Water experiments for children

Here we show you a few water experiments that you can do together as a family at home.

1. Pepper running away

For this experiment you need:

  • water
  • bowl
  • Ground pepper
  • liquid soap


  • Pour some water into the bowl.
  • Sprinkle pepper on the water until it covers the surface.
  • Take a small drop of liquid soap and place it on your finger.
  • Then touch the surface of the water with your fingertip where the soap is on.

If you do the last step, you’ll notice how the pepper quickly moves away from where the soap touched the water.

Some will sink to the bottom, the rest will move to the edge of the bowl.

Why is that happening?

The water molecules are linked by connections. As a result, a light substance can be on the water surface without sinking.

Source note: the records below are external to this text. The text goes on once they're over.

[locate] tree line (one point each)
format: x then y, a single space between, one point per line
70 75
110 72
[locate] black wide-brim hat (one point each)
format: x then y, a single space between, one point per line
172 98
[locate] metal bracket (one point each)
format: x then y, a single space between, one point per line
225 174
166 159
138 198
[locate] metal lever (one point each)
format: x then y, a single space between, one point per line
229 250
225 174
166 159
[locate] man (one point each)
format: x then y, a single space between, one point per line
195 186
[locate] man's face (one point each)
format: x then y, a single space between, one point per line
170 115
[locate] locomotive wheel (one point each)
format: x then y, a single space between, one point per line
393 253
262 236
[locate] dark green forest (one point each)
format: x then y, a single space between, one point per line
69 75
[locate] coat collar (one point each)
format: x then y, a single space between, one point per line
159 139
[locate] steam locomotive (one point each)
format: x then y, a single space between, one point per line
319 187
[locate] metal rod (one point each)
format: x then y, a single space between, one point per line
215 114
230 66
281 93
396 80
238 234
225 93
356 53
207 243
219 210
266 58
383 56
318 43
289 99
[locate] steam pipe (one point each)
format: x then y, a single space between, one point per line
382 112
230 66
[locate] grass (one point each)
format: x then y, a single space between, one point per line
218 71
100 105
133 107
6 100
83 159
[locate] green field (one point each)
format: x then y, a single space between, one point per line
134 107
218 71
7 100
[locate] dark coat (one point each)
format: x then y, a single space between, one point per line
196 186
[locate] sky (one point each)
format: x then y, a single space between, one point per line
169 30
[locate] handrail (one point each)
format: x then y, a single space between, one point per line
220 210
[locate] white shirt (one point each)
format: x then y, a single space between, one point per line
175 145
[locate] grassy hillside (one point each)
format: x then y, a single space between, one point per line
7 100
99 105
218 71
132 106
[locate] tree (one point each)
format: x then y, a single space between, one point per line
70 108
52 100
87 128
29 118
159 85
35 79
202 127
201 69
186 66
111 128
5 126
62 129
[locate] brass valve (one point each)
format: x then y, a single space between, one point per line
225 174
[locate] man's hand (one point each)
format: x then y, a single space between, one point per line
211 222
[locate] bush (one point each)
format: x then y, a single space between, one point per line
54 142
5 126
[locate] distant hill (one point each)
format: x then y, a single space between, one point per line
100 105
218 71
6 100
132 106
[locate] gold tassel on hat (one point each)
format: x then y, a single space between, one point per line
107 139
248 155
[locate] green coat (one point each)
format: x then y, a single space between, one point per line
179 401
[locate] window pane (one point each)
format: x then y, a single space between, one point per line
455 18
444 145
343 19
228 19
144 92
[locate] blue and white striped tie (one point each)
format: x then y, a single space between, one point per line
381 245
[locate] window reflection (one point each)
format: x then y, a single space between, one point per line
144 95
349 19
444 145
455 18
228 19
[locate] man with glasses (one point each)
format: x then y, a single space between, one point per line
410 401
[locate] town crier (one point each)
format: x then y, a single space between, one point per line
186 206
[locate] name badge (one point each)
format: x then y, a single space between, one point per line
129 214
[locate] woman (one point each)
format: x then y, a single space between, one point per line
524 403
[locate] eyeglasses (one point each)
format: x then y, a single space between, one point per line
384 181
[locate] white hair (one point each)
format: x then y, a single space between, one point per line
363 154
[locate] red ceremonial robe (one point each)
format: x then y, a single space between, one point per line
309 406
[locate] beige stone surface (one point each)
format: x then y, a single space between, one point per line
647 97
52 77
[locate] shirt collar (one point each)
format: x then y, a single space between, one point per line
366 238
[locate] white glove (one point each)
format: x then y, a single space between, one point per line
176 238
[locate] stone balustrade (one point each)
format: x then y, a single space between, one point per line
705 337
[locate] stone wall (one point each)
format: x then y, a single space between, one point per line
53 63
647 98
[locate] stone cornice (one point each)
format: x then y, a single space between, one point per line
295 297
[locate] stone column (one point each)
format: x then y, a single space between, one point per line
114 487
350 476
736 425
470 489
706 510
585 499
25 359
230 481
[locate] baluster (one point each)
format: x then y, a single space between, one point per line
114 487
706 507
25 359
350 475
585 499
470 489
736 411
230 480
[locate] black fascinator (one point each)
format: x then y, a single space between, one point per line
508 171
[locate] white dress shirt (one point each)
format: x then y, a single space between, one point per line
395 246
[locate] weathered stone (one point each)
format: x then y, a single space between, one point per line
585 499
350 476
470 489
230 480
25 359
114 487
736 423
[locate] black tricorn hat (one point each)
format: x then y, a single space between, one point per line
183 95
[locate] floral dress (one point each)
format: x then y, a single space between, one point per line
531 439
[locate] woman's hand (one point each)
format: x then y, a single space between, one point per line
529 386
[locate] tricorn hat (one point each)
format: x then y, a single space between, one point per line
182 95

This is called the surface tension. The liquid soap interacts with this tension by breaking the connections of the water molecules.

As a result, the pepper has no hold and divides. It then either sinks to the floor or moves to the edge of the bowl.

2. Rainbow in the bottle

You need:

  • Transparent plastic bottle
  • honey
  • corn syrup
  • oil
  • dish soap
  • water
  • alcohol
  • Food coloring


  • First, add the food colors to the corn syrup, water, oil, and alcohol. Use a different color for each liquid.
  • Then fill them individually into the bottle. Start with the honey and then continue in this order: Corn syrup, dish soap, water, oil, alcohol. Use calmly enough to form at least a 1.5 cm layer.
  • The liquids must lie on top of each other in individual layers. Be careful not to mix them up. They form a beautiful rainbow that you can see even better in the light.

Why is that happening?

The molecular strength in liquids and gases is measured by means of the density. Each substance has its own density and this experiment shows that.

Liquids with more molecules, i.e. a higher density, are heavier. They sink to the bottom without mixing with the other liquids. Lighter liquids stay on top.

The best way to explain science is through experimentation. It is great for children as it arouses their curiosity and interest in scientific phenomena.

3. The water cycle

For this experiment you need:

  • Transparent plastic bottle
  • water
  • Blue food coloring
  • markers


  • First you paint the sky with the sun and a few clouds on the bottle neck.
  • Then fill the bottle with water, about halfway, and screw it back on.
  • Then you put the bottle in the sun for a while.
  • The water in the bottle evaporates when it is warmed up by the sun. It rises and forms small drops of water in the bottle neck.

Why is that happening?

This bottle shows a simplified part of the water cycle. The sun warms the water and it rises into the atmosphere in the form of water vapor. There it forms clouds.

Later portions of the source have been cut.